You could have put almost anything, except the "summing up" in the third line as given. Add to the picture of the scene with wheeling seagulls, flying spray, a fishing boat or summer clouds. Or pick up another image of time or erosion: fossils in the rock, or smooth round pebbles, or "my wrinkled hands." Give yourself another prize if you had a good solution to the problem of the last line.

Snail: The same issue arises with this example. Drawing attention to the point at the centre of the shell's spiral is an interesting and suggestive observation, but it is only suggestive and interesting if you don’t tell the reader what it suggests. To do so, closes down the reader’s imaginative space to nothing. The windy, phoney profundity of the last line ruins the observation. Give yourself a pat on the back if you cut the last line.

Then, what did you put in its place?

You could have put almost anything concrete. You could have simply added to the picture of the scene with a line giving us the weather, or some detail to suggest the place or time or season. Or, more ambitiously, you could have picked up on the implied themes of shape, centre or spiral with a line about a wheel, bowl, pared apple-peel or staircase (but not a DNA double-helix spiral, which is too much of an idea, not an observation we can make). Or perhaps you would decide to use a contrasting shape: something square, perhaps, or something hollow, without a centre, like a Henry Moore sculpture or an old tyre. Give yourself a pat on the back if you found a good image to go with the snail’s spiral – and something as simple as "Spring rain" would be perfectly good enough.
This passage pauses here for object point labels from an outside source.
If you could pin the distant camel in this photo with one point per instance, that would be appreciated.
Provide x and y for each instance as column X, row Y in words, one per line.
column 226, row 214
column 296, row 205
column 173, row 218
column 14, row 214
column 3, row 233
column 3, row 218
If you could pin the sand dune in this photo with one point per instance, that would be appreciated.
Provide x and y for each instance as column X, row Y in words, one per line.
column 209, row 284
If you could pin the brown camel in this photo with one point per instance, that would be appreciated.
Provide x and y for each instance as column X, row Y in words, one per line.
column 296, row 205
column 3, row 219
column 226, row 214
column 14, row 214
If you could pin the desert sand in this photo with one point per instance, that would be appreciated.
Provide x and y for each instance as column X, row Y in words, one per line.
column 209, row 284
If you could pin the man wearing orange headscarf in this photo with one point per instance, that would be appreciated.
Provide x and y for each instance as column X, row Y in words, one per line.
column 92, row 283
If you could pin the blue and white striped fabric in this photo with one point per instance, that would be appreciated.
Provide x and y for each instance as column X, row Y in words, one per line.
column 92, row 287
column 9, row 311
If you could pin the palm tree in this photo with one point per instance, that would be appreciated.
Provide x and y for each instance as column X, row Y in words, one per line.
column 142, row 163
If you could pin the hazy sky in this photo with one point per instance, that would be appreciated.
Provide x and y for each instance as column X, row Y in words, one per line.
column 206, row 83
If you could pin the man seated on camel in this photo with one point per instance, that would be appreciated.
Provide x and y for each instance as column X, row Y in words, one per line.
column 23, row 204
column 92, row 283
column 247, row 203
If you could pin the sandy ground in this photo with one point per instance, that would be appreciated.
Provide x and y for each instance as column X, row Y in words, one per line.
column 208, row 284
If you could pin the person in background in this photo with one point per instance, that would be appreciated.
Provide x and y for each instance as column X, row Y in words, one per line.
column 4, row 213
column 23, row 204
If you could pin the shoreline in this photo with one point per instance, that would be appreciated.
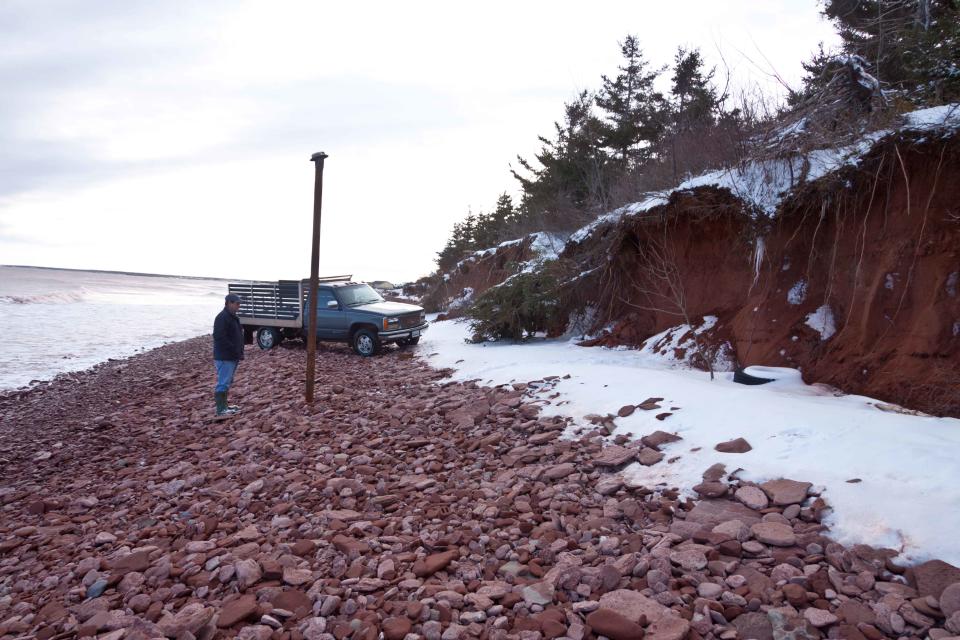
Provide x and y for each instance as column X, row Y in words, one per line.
column 401, row 500
column 121, row 273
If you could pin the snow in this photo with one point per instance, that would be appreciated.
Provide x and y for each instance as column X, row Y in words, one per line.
column 797, row 293
column 464, row 299
column 822, row 322
column 766, row 183
column 666, row 345
column 651, row 201
column 909, row 492
column 944, row 117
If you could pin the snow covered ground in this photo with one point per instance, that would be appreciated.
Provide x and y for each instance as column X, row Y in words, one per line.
column 908, row 494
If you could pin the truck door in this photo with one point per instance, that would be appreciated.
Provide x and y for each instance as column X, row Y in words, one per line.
column 332, row 322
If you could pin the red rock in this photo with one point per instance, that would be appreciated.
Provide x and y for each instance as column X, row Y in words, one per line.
column 648, row 456
column 396, row 628
column 932, row 577
column 668, row 628
column 774, row 533
column 659, row 438
column 293, row 600
column 237, row 611
column 139, row 561
column 795, row 594
column 303, row 548
column 737, row 445
column 434, row 562
column 784, row 492
column 711, row 489
column 614, row 456
column 609, row 623
column 349, row 546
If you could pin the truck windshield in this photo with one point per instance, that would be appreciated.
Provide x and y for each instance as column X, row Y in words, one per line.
column 360, row 294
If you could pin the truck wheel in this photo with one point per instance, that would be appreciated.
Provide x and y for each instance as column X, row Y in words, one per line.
column 366, row 343
column 267, row 338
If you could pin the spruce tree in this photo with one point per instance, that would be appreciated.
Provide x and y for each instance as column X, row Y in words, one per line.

The rule you have learned here is:

"Don’t sum up for the image!"


WRITE

Control your language

Can you give your reasons for preferring one or the other of these versions of haiku?

A
The bees are agitated,
and pointy ripples
rush on the water
 
B
The bees pirouette
and multi-faceted shimmering ripples
dance on the sparkling lake
 
A
The proud golden rays of the sun
fiercely batter the parasol –
but in vain!
 
B
Intergalactic zap-rays
stopped
by the parasol


CRITICAL REFLECTION

The A and B versions of "The bees" are clearly written by people with quite different ideas about what is "poetic." B uses a much grander, more attention-seeking, more glamourising (and more Latinate) choice of English words. A is plainer, more conversational (and more Anglo-Saxon). But what is the effect achieved?

A seems to be about a change in the weather, and its mood is threatening. A storm is coming, the wind is getting up and the temperature will drop dramatically, one guesses. Whatever one thinks of the elegance of the diction, the little poem has a real subject and records two precise observations.

B seems to be about its own language preening itself. One could not guess from this what the change in the weather might be, though it seems to be sunny and the bees are enjoying themselves. This is, of course, a caricature of what was once thought to be a "poetic" style and is now usually seen as a camp, sequined, over-rouged cliché.

A and B of the "Sun’s rays" poems also show contrasting word-choices. In A the language is trying too hard, perhaps, to be dramatic and becomes melodramatic. It personifies the sun with a character like one of the Greek gods, which is more pompous and overblown than we usually like in this democratic age. B might not appeal to you much either, if you like your language elegant – the first line seems to come out of a science-fiction comic – but it has at least the virtue that it gives the reader a little shock of surprise that such powerful rays could be stopped by a parasol. The A version does not succeed in doing this because it over-eggs the emotion and consequently muddles the effect of the observation.